SK-II
- Native name: エスケーツー
- Industry: Skin care
- Founded: 1980; 46 years ago
- Headquarters: Japan
- Area served: Worldwide
- Products: Cosmetics and beauty products
- Parent: Procter & Gamble
- Website: www.sk-ii.com

= SK-II =

Japanese cosmetics company

SK-II (pronounced S-K-Two) is a Japanese-based multinational cosmetics brand launched in the early 1980s, based on a compound derived from yeast. It is owned by parent company Procter & Gamble (P&G) and is sold and marketed as a premium skin care solution in East Asia as well as North America, Europe and Australia.

==History==
SK-II was developed in the 1970s by Japanese scientists investigating the use of more naturally derived ingredients after it was observed that elderly workers at a sake brewery had smooth, clear and young-looking hands from years of submerging them in the fermented yeast. A yeast extract that the company calls pitera was eventually isolated for cosmetic use and the brand was launched in the early 1980s. P&G acquired the brand with its purchase of Max Factor in 1991, and expanded its sale from Japan to China, South Korea, in 2000 to the UK, and subsequently to the US, restricting initial sales to a few high-end stores where "consultants" introduced customers to the brand. As of 2018, it is also sold in Australia, Indonesia, Malaysia, Singapore, Spain, and Thailand.

==Controversies in China and South Korea==
In April 2005, P&G agreed to pay a 200,000 yuan fine after a customer in China alleged inaccurate advertising of an SK-II product and that it had caused an allergic reaction. P&G China withdrew several products, while requiring consumers to sign a "safe product" agreement releasing P&G from liability in order to return those they had bought.

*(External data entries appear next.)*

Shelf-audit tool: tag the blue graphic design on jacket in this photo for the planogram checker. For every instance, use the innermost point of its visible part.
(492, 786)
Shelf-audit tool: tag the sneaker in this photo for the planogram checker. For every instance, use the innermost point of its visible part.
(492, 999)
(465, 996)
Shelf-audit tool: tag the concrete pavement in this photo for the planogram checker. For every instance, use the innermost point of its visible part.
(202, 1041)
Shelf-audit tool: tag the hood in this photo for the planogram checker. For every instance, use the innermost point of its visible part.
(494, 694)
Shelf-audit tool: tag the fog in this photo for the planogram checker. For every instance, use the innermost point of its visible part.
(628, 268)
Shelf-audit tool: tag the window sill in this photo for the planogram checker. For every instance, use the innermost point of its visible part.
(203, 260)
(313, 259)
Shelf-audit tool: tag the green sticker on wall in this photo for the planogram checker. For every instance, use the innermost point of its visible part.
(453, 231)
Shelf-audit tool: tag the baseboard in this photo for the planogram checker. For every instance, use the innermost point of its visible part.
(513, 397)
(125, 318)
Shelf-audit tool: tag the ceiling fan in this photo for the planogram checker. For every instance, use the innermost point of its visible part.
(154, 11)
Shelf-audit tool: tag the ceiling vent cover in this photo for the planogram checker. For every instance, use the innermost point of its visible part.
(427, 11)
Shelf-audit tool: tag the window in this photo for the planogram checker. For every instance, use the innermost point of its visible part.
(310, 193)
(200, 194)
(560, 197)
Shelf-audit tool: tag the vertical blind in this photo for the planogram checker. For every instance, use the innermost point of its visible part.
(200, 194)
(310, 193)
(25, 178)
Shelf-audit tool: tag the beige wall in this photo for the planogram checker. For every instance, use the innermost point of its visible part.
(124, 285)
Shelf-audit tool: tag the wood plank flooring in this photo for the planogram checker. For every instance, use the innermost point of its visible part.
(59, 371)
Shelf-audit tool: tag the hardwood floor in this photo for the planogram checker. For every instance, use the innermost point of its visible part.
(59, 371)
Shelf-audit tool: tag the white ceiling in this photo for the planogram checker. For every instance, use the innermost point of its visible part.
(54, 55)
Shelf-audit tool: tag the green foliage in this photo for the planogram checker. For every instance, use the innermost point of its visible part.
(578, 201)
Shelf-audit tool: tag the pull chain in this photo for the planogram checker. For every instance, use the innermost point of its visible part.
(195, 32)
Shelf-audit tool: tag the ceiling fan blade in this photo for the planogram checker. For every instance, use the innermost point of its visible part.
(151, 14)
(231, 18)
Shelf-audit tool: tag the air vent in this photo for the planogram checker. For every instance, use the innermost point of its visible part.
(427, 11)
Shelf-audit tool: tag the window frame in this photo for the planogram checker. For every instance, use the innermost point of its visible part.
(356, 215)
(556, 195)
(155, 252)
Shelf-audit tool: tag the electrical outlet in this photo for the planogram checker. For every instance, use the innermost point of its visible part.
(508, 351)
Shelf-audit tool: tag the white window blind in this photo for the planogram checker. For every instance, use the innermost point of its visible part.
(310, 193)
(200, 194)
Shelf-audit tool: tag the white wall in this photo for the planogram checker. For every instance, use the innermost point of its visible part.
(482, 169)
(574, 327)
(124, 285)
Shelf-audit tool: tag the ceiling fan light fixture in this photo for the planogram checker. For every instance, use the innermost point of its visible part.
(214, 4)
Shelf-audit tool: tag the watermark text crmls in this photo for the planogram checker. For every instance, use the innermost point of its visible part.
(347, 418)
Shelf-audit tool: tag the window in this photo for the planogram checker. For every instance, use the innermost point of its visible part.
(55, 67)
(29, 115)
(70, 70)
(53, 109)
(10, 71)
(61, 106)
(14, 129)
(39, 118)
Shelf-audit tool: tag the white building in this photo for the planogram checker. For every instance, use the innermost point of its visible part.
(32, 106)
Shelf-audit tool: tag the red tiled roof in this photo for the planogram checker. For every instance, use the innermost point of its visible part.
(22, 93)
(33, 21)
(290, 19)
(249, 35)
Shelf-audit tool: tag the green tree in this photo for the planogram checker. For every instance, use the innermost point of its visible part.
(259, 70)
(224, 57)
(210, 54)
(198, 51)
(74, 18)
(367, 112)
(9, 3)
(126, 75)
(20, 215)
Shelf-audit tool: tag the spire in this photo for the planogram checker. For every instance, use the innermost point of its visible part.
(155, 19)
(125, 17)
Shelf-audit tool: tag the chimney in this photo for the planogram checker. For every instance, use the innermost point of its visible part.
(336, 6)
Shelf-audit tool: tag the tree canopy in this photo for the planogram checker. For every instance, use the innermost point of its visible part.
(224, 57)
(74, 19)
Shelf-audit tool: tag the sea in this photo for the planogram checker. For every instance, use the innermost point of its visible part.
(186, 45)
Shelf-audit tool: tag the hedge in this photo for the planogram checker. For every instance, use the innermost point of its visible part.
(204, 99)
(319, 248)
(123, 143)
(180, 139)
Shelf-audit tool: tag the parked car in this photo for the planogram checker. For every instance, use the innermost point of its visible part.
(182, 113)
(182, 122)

By the end of that week, P&G had suspended sales of the brand altogether in China and closed its sales counters there, instituting a hotline for refund applications. SK-II sales were also suspended for approximately two weeks in South Korea, resuming after authorities announced the products were safe. P&G announced it would resume selling the products in China in late 2006, after regulators declared that the trace elements of these substances in cosmetics were not likely to be injurious to human health.